Abstract
The mineralogy and geochemistry of mine waste can determine the mobility of elements into the wider environment. This research covers four phases of mine waste at Macraes, an active orogenic gold mine in Otago, New Zealand. It encompasses the generation of mine waste in pressure-oxidation autoclave processing, the evolution of tailings in storage, how water-rock interactions in waste-rock influence water chemistry, and treatment methods for high sulphate water affected by tailings and waste rock.
Arsenopyrite (FeAsS), pyrite (FeS2), and for a time stibnite (Sb2S3), were processed by a pressure oxidation autoclave at Macraes, which changes the nature of the waste to oxidised material. Handheld XRF and SEM-EDS analyses were used to characterise the scales formed in the autoclave, focusing on the mineralogy of arsenic (As) and antimony (Sb). Results show that Sb may form the insoluble oxide tripuhyite (FeSbO4) with co-precipitated As in the autoclave. This may explain why Sb concentrations did not increase in waters at Macraes when the mine was processing externally mined Sb rich ore.
The geochemistry and mineralogy of the tailings is studied to assess how the autoclave influences tailings mineralogy, attenuation and leaching processes over 10-20 years of burial. Most sulphides (arsenopyrite and pyrite) in 77 m deep tailings appear unaltered since deposition. More recent tailings (44 m depth and surface) have had most sulphides oxidised by the autoclave during processing. At these shallower depths arsenic was primarily associated with ferric oxides and some ferric arsenate but some arsenopyrite and pyrite was present, unoxidized by the autoclave.
Extensive water quality data from 20 years of water analysis has been used to assess the water-rock interactions occurring in the waste rock stacks and tailings. In waste rock stacks pyrite weathering produces sulphuric acid, which is neutralised by chlorite and calcite in the waste rock stacks, leaving high concentrations of sulphate (~2800 g/m3), magnesium (~800 g/m3) and bicarbonate (~700 g/m3) in solution.

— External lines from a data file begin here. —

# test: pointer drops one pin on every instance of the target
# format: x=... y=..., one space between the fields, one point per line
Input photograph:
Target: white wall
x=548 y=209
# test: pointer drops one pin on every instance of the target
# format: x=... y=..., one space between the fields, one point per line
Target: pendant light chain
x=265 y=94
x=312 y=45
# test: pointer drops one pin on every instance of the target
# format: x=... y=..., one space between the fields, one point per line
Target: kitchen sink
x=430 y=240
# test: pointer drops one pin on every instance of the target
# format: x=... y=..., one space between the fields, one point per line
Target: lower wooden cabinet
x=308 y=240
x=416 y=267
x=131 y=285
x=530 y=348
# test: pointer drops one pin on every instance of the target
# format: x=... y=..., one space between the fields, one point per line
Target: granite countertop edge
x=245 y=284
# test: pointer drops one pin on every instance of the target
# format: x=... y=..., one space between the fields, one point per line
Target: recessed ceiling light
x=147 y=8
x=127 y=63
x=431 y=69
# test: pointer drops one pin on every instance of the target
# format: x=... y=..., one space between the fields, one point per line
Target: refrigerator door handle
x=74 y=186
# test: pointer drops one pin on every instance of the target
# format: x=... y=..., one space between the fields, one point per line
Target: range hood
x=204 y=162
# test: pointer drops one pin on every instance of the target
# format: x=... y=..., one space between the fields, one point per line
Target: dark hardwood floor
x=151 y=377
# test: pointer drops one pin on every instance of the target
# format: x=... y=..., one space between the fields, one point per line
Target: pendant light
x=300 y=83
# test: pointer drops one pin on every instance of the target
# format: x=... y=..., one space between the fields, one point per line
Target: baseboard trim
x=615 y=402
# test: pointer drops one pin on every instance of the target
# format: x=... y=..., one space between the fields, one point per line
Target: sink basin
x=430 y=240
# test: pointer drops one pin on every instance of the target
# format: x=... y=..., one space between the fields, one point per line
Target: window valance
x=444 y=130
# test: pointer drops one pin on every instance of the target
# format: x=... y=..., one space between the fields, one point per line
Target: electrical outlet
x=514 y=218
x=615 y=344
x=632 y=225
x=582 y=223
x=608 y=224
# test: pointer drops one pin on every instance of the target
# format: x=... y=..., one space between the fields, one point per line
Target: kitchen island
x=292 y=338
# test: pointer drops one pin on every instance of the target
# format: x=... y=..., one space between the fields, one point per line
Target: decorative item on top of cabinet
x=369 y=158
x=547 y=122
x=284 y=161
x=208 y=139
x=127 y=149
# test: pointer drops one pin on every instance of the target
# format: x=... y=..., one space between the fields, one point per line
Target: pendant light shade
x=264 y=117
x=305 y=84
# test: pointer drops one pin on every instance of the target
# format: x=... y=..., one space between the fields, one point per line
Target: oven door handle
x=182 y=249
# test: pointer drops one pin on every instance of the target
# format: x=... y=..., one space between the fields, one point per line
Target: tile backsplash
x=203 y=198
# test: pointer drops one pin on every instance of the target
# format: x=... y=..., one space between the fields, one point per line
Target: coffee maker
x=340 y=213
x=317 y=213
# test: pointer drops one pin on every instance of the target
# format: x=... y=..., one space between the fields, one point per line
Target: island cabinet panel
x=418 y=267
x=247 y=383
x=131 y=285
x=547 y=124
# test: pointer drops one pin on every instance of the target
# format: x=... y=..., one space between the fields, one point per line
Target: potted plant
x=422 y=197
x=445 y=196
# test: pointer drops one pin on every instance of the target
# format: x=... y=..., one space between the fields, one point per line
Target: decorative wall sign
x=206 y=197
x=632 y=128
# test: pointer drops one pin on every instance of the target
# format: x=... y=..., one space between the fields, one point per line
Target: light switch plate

Calcium:bicarbonate and magnesium:sulphate ratios have been identified as markers for identifying tailings influenced water from waste-rock influenced water at Macraes.
A proposal to manage high sulphate waters at the site through irrigation to force precipitation of sulphate minerals such as gypsum is investigated. The composition of the precipitates formed in a waste-rock stack affected waterway were found to be primarily aragonite, but geochemical models showed that with enough evaporation, gypsum would precipitate. A laboratory irrigation trial found that gypsum did precipitate in soil, but sulphate concentrations regained near-original levels in drainage after 8 weeks of irrigation.
The arsenic and antimony in the tailings appear geochemically stable, with any aqueous components being adsorbed to the abundant ferric oxyhydroxides produced in the autoclave, but high sulphate water from waste rock and tailings is a remaining issue at the site.